There is, to be sure, no doubt about the brutality which would be used by Arab regimes faced with Jews storming their borders. One need only look at the brutal crackdown against their own civilians in non-violent protests which have taken place in cities in Libya, Tunisia and Syria to get a sense of how “foreign” Jews who threatened their national sovereignty would be treated.

Yet, Pankaj Mishra, “In India and Israel, the burden of protest falls on the victims of injustice, CiF, June 6), like the overwhelming majority of Guardian writers, and CiF contributors, can not be burdened with the concept of justice for Jews who were ethnically cleansed from Arab lands, as the 900,000 or so Jews, and their descendants, have moved on, settling in Israel or the West.

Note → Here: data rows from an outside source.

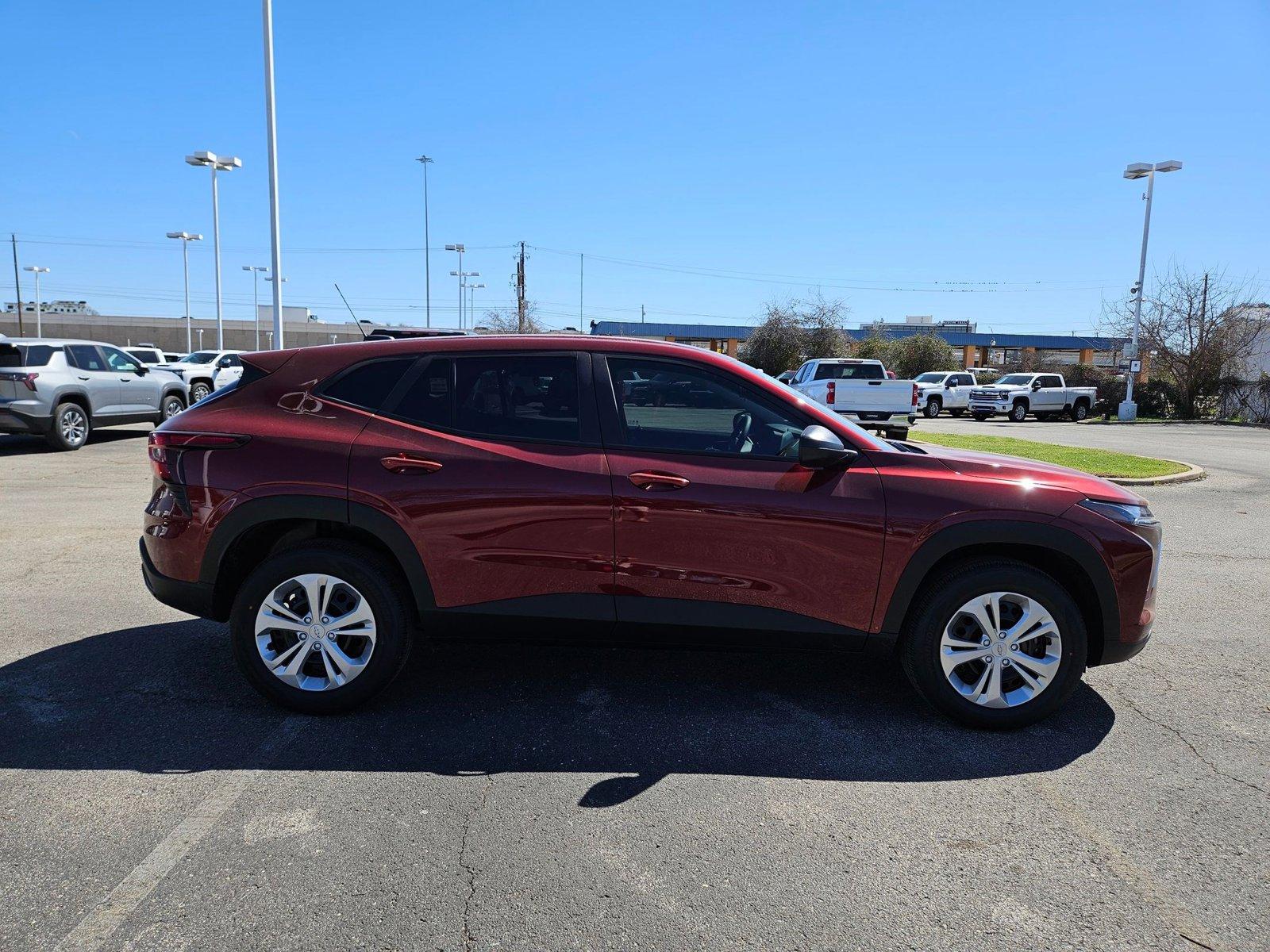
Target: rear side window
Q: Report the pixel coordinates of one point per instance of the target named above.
(87, 357)
(370, 384)
(849, 371)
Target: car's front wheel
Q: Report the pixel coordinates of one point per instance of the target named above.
(995, 644)
(321, 628)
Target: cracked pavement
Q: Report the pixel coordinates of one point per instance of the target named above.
(522, 797)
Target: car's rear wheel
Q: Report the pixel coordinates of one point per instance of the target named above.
(995, 644)
(321, 628)
(70, 427)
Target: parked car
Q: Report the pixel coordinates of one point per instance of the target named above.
(944, 390)
(861, 393)
(1045, 395)
(336, 503)
(65, 389)
(198, 370)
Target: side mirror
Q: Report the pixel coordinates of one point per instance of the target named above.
(819, 448)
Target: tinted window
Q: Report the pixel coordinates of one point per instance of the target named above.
(849, 371)
(429, 400)
(518, 397)
(370, 384)
(676, 406)
(120, 361)
(87, 357)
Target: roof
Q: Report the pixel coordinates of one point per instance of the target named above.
(742, 332)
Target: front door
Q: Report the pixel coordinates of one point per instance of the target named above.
(493, 465)
(717, 522)
(99, 381)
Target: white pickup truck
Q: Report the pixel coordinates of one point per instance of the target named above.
(1045, 395)
(860, 391)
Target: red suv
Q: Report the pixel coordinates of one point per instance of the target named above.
(340, 501)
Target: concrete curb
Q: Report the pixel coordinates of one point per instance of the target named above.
(1191, 475)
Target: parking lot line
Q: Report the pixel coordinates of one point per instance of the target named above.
(97, 927)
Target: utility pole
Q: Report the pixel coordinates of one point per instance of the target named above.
(17, 282)
(520, 291)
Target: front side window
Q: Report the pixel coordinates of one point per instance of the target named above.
(690, 409)
(87, 357)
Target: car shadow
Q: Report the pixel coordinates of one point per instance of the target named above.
(25, 444)
(168, 698)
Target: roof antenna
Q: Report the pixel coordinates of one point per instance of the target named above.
(351, 311)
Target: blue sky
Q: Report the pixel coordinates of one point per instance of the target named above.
(960, 160)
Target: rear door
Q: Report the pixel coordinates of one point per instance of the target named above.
(492, 463)
(139, 389)
(99, 381)
(717, 522)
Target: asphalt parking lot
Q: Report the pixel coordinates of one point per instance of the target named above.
(530, 797)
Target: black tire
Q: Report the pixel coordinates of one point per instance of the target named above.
(379, 583)
(171, 404)
(937, 607)
(70, 420)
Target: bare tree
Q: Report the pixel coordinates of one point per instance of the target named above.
(1200, 330)
(795, 330)
(506, 321)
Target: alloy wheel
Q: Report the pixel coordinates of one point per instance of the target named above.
(1001, 649)
(315, 632)
(74, 427)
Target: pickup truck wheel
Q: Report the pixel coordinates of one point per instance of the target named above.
(70, 427)
(995, 644)
(321, 628)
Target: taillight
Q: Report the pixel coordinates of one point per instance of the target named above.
(165, 448)
(27, 378)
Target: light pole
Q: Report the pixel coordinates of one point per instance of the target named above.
(38, 272)
(216, 163)
(1128, 410)
(427, 243)
(256, 296)
(186, 238)
(460, 249)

And, while such Jews are increasingly conscious of the injustices which were meted out to their ancestors for merely sharing the same religious background of the Israeli state the Arab world loathed so much, they don’t walk around with the mantle of victim nor pass such a self-defeating moral identity to their children. 

Mishra, (indicative of all the worst intellectual ticks of the post-colonial far left), singles out democratic Israel (and India) for opprobrium, and characterizes the Jewish state as a “botched imperial partition” which possesses  ”enormous mountains of tyranny”.

Regarding the continuing attempts by Syrians to breach Israel’s borders, Mishra says:

“Encouraged by Egyptians and Tunisians, masses of unarmed Palestinians marched last month to the borders of Israel to mark the dispossession of 750,000 Palestinians in Mandate Palestine. Israeli soldiers met them with live gunfire, killing more than a dozen and wounding scores of others.”

Of course, that Israel first announced warnings to the demonstrators, in Arabic, to stop, then resorted to tear gas, and only then, when Syrians continued their efforts to infiltrate Israeli sovereign territory, did the IDF selectively use live fire.

More importantly, however, perhaps, to get the attention of “activists” such as Mishra, and his political fellow travelers at the Guardian, the descendants of Jewish refugees from Arab lands should charge the Arab borders demanding back their stolen property – their homes, shops, and synagogues confiscated and looted by Arab authorities – and demanding restitution for their seized assets.

That such ethnically cleansed Jews deserve justice is beyond doubt.

That those on the Guardian left would never, under any circumstances, characterize such Jews as the victims they are is equally beyond doubt.